Jean Bertrand Aristide:
Duvalier's return has opened up the door to another one of Haiti's Presidents of the past, Jean Bertrand Aristide. As this great post points out, though, it is almost a crime to even speak about the two in the same sentence. While a lot of news sources are wrapping their respective returns into one story, the two men have very different legacies. If you'd like to read more about Aristide and why many (including me) think that his return would be a positive thing for Haiti, read this article. It's got one of my favorite two-faced U.S. diplomacy anecdotes:
In personal news, I just spent a great weekend with my dad, our friend Jeanne, and Stephanie in the D.R. We went to the beach, ate fresh fish, drank a bunch of Presidents, repeated the previous activities a few times, and watched the Super Bowl. It was a great getaway for the weekend (probably more so for the two who came down from Minnesota, but it was still nice for me, too). It's been a few months since I've lived in the D.R. full time, but it still feels like home in a lot of ways.

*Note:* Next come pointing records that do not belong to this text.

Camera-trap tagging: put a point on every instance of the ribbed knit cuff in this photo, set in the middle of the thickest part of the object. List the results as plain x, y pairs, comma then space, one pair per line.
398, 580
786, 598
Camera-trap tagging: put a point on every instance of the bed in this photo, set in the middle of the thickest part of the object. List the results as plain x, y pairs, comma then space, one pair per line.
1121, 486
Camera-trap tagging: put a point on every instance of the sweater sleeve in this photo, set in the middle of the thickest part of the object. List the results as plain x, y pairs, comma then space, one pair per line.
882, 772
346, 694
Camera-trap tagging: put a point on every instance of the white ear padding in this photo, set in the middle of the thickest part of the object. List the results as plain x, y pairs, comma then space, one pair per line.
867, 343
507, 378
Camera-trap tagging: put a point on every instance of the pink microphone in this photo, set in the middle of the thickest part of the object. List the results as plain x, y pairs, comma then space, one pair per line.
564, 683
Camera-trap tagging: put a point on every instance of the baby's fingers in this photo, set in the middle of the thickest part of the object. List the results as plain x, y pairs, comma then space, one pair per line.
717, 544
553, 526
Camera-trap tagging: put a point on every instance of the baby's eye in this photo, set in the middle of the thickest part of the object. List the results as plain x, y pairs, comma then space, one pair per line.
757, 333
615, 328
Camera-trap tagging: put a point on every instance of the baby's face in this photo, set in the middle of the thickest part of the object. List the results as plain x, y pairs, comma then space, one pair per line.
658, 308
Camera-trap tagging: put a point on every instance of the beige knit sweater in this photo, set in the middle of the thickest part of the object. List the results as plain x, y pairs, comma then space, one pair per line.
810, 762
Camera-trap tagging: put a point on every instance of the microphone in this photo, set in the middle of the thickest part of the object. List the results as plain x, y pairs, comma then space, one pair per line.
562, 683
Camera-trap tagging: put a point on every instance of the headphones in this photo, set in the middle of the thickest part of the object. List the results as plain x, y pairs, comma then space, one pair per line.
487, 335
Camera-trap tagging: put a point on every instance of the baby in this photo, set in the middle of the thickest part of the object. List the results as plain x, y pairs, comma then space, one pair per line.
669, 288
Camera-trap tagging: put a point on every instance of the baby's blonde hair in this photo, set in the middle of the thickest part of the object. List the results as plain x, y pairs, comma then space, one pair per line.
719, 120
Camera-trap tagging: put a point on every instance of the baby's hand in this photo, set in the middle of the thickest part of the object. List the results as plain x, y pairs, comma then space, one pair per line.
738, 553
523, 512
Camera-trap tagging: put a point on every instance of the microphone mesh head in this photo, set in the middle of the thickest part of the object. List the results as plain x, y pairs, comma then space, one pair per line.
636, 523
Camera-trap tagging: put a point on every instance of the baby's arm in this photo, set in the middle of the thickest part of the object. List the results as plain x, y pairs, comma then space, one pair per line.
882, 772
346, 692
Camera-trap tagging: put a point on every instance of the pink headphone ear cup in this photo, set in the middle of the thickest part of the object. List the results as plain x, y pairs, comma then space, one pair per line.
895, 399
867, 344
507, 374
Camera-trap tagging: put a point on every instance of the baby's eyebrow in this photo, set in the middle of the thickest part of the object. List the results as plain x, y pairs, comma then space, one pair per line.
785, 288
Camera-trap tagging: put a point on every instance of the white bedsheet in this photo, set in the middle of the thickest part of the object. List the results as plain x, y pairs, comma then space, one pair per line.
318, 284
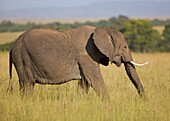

My trip back to Port-au-Prince was delayed by a day as Haiti's current president, Rene Preval, decided not to step down from power even though February 7th was originally supposed to be the last day of his five-year term. The bus company canceled the Santo Domingo - Port-au-Prince route for the day because there were some half-hearted protests in the Haitian capital and I guess they didn't want any trouble. Anyway, the protests only lasted about a day and things have calmed down.
I moved! I'll post pictures of the new luxury pad soon so you can all bask in its glory, but suffice it to say it's a great place and I'm very happy. It's got two bedrooms (one for me, one for my friend and colleague, Mor). a bathroom, a nice kitchen, living room, and a balcony. We're on the second floor, but the people who live on the first floor are hardly ever there (I think they live in the States). It's in a great location, in a nice neighborhood and, maybe best of all, cuts down my commute to and from work in half. It's a work in progress, and I've spent the better part of the past week and a half trying to finish it up, but it's definitely home, which is a good place to be.